Poursuites du DGEQ en vertu de la Loi électorale - Trois plaidoyers de culpabilité sont enregistrés et neuf condamnations sont confirmées

15 février 2012

Québec, le 15 février 2012 – Le directeur général des élections du Québec, M. Jacques Drouin, désire informer la population que trois plaidoyers de culpabilité ont été enregistrés dans le Bas Saint-Laurent et dans Lanaudière, concernant des infractions à la Loi électorale (LE). Le DGE rappelle également que neuf condamnations concernant la Fédération des travailleurs et travailleuses du Québec et six de ses syndicats affiliés ont été confirmées par la Cour suprême du Canada et, qu’en conséquence, on leur réclame des amendes totalisant 7 500 $ plus les frais.

Bas-Saint-Laurent et Lanaudière

Une première affaire remonte à l’élection partielle du 29 novembre 2010 dans la circonscription de Kamouraska-Témiscouata. Durant la période d’interdiction de publicité, M. Manuel Dionne a illégalement fait publier des annonces ayant trait à l’élection du candidat André Simard dans les éditions du 3 novembre du journal Le Placoteux et du journal Le Saint-Laurent Portage. Après avoir plaidé coupable aux deux constats d’infraction émis contre lui, M. Dionne a payé les amendes réclamées de 500 $ plus les frais.

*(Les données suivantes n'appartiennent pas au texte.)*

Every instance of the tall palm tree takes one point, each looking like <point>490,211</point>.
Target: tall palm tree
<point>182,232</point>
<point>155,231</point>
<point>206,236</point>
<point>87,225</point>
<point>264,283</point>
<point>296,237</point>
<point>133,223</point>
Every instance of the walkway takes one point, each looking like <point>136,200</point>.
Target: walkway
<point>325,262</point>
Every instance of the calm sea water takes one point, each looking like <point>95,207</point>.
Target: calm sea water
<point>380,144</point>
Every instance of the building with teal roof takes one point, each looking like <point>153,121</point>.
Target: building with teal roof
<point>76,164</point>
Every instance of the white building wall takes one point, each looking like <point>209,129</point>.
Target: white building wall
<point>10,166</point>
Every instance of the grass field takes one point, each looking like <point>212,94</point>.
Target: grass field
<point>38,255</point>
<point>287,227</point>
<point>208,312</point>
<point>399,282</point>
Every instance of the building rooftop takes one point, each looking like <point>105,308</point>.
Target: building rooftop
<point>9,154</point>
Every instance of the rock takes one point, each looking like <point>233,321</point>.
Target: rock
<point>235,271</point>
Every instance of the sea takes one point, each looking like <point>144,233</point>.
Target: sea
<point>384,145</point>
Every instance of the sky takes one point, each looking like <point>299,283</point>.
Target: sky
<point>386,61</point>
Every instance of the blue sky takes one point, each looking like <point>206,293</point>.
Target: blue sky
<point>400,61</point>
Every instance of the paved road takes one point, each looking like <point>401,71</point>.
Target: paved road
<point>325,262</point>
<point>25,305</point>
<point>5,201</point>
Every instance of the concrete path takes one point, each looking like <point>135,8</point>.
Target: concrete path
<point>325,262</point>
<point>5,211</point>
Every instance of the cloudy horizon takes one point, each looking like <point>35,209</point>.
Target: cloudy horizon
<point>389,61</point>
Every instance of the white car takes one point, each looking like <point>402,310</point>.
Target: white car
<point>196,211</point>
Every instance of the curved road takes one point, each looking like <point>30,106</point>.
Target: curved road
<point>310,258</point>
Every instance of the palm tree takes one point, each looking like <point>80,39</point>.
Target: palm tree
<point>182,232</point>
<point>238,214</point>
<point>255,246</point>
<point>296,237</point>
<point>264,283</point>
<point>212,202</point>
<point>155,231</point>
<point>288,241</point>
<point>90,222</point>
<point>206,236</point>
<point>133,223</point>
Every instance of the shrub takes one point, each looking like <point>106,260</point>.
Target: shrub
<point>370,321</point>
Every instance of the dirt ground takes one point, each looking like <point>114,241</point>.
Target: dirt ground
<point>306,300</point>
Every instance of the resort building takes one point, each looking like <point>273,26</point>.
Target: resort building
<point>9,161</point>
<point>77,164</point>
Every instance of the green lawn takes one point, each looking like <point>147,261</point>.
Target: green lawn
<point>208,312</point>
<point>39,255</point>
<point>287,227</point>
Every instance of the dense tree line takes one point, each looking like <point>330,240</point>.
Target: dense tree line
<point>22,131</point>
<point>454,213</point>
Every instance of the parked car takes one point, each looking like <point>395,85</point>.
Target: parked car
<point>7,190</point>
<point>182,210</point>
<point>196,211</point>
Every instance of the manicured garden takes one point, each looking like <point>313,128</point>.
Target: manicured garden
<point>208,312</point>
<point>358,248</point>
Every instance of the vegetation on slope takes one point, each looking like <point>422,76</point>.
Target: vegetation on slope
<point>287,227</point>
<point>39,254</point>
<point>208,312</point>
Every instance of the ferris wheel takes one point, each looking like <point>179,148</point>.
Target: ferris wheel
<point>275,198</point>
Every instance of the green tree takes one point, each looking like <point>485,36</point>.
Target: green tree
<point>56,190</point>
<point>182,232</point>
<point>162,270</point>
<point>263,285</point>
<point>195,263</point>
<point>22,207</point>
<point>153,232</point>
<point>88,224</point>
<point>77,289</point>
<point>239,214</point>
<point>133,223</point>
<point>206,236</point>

Une autre poursuite a été intentée dans la région de Lanaudière. Alors qu’il était candidat aux élections générales du 8 décembre 2008 dans la circonscription de Masson, M. David Grégoire a recueilli une contribution de plus de 200 $ en argent sans avoir la qualité de représentant officiel ou de personne désignée à cette fin, contrevenant ainsi à la Loi électorale. Il a fait parvenir un plaidoyer de culpabilité au DGE et il a payé l’amende de 500 $.

Fédération des travailleurs et travailleuses du Québec et syndicats affiliés

Le 12 janvier dernier la Cour suprême du Canada rejetait une demande d’autorisation d’en appeler logée par la Fédération des travailleurs et travailleuses du Québec (FTQ) et six de ses syndicats affiliés dans une affaire concernant l’intervention de tiers dans une campagne électorale provinciale. Ce faisant, le plus haut tribunal du pays confirmait la constitutionnalité des dispositions de la Loi électorale concernant les dépenses électorales et qui empêchent une personne morale, par exemple une association ou un groupe de pression, d’intervenir dans une campagne sans que ses dépenses aient été autorisées par un agent officiel.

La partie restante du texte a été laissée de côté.